Re: How to help create a singularity.

From: Aleks Jakulin (aleks.jakulin@campus.fri.uni-lj.si)
Date: Wed May 02 2001 - 02:14:35 MDT


> I was referring to the time when I read Elaine Rich,
> Hofstadter and Minsky, and all kinds of weird AI journals, and believed
> their approach was not sterile. This was about 15 years ago. Then I got
> a bad case of cellular automata, complexity, resulting in processing of
> lots of dead tree labeled with Fredkin, Toffioli, Holland, Koza, Kauffman,
> Wolfram, and their illustrous ilk. I still haven't recovered yet.
> I'm looking for other infections material, but so far haven't found
> much. Maybe I've become immune, that would be a pity.

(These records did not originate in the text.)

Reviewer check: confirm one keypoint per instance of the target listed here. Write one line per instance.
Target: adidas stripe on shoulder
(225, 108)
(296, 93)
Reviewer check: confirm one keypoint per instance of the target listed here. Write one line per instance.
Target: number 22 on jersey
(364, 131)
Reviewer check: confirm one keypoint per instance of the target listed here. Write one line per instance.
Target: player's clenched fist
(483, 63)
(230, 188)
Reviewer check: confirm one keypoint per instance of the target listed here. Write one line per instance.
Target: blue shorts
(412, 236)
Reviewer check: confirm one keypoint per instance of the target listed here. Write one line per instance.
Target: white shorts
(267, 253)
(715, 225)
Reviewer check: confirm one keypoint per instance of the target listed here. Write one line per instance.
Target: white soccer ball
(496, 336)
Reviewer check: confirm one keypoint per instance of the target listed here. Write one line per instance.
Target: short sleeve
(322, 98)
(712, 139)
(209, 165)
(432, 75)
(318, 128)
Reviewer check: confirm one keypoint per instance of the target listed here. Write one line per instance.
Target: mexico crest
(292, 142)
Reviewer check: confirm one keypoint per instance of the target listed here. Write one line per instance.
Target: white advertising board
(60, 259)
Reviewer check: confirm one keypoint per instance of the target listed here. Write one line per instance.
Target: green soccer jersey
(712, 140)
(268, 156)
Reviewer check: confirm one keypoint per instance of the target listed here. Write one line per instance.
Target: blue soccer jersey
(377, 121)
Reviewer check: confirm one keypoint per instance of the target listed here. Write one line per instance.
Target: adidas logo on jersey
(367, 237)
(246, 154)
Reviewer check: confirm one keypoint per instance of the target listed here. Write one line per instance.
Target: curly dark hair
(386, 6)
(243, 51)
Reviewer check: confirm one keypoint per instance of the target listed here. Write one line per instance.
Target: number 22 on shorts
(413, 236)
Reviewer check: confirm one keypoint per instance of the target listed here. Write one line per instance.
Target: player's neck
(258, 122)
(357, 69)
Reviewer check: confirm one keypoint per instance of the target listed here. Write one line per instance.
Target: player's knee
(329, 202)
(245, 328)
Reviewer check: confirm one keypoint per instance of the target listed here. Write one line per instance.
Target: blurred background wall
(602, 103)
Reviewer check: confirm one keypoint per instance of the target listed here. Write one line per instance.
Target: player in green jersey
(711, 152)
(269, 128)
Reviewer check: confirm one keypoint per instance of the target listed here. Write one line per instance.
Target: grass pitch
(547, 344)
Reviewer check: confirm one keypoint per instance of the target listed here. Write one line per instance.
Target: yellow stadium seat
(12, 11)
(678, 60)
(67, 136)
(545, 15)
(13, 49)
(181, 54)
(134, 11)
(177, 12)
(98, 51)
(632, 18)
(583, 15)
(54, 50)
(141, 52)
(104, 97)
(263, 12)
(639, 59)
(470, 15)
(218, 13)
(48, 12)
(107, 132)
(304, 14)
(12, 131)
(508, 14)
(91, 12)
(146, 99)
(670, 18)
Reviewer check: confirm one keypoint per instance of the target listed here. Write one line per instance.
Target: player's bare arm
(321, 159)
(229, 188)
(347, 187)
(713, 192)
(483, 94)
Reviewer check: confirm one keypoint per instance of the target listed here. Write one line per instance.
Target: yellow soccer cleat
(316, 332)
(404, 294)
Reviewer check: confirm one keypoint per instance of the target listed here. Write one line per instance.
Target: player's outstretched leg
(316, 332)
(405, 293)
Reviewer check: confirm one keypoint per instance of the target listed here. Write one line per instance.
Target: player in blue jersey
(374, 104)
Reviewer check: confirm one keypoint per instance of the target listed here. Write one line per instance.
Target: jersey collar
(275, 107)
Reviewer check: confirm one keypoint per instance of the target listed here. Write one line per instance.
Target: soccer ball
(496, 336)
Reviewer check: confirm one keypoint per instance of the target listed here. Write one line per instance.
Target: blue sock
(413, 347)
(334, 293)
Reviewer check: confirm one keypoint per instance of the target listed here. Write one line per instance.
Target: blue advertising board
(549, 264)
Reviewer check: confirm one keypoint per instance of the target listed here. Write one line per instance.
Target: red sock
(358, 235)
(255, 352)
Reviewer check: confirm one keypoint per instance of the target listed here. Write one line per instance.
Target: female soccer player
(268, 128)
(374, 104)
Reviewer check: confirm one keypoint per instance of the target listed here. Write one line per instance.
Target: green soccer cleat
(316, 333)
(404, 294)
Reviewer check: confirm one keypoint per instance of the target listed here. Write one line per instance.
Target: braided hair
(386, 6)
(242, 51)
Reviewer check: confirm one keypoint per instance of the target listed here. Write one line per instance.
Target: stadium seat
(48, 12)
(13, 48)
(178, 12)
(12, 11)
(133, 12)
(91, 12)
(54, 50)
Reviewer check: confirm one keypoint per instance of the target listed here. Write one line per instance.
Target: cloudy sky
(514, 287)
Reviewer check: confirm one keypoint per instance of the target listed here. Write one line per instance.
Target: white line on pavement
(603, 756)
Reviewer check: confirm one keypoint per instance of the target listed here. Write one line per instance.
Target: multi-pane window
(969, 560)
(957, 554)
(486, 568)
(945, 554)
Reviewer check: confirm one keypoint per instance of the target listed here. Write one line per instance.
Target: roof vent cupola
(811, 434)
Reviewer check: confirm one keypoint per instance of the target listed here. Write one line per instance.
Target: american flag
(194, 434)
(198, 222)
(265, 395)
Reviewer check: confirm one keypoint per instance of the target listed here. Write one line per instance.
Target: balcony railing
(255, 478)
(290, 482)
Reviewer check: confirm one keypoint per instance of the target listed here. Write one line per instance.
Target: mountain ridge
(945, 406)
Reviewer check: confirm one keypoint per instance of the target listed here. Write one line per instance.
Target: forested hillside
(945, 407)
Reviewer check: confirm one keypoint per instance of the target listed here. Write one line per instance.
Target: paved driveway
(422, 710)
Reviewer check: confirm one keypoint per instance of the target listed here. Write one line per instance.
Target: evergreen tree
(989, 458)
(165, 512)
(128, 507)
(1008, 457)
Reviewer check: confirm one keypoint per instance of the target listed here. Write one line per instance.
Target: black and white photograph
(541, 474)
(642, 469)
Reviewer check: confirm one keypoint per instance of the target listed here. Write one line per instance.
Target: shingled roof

The GOFAI approach based on pure logic has been pretty much proven sterile,
although there have been a few successes, such as ("statistical") machine
learning, constraint logic programming.

Although we express our ideas in a serial, 'logical' way, we don't internally
think this way. Our thinking is fuzzy, continuous. But to communicate, it's
necessary to provide a baseline that most can understand and that can be
comunicated easily and reliably.

On the other hand, evolutionary programming approaches currently suffer because
of a variant of the "gravel-and-bare-hands" problem. GA and SA are appopriate
for optimizing and tweaking an existing approximate solution, but not for
solving a hard problem from scratch. For successful hill-climbing evolution, you
need a smooth yet uneven "fitness" surface. For a course of development to be
taken by evolution, almost immediate fitness rewards are needed. Dawkins'
Climbing Mount Improbable book has a most beautiful depiction of how gradually
evolution works in nature, and in what ways it is limited.

Basically, the "invention" of a photo-sensitive cell is very hard (it only
happened a few times in the past billion years, regardless of the trillion-fold
parallelism), the tuning of the optimal number of photosensitive cells is very
simple. Evolving an oscillator is simple, but evolving a TV set is very hard. We
don't know how difficult is to evolve planning, association, deliberative
thought --- but we could provide many hints that would skip an enormous number
of evolutionary steps. Also, better search methods optimize far more efficiently
than evolution: if we want to find roots of a polynomial, we would not use
evolution. Evolution is only appropriate when no search algorithm is known.

As far as CA's go - I agree that they could well be a vital paradigm - I can't
imagine perception and spatial thinking without massive fine-grained
parallelism. And they're more flexible than NN's with predefined rigid
topologies (which can be easily simulated on CA's). We still have to (let them
:) figure out what else could they be useful for.

However, for the concept-level cognition, coarse-grained paralellism is
sufficient -- with individual processors as basic units of computation. Ben's
nodes are quite a persuasive paradigm. A WMish network might be in many ways
preferable to a rigid hierarchical ontology (and ontologies are a holy grail for
Semantic Web adherents, who will soon be forced to show results --maybe they
could show them with WM better than they would with, say CYC).

> But we don't have kLoCs inside us, nor sequential threads of control
> (funny that consciousness should seem to absurdly sequential to
> introspection),

I believe the sequentiallity of introspection is due to human languages being
sequential. Of course, consciousness (along with introspection) and language
coevolve and cannot be considered separately.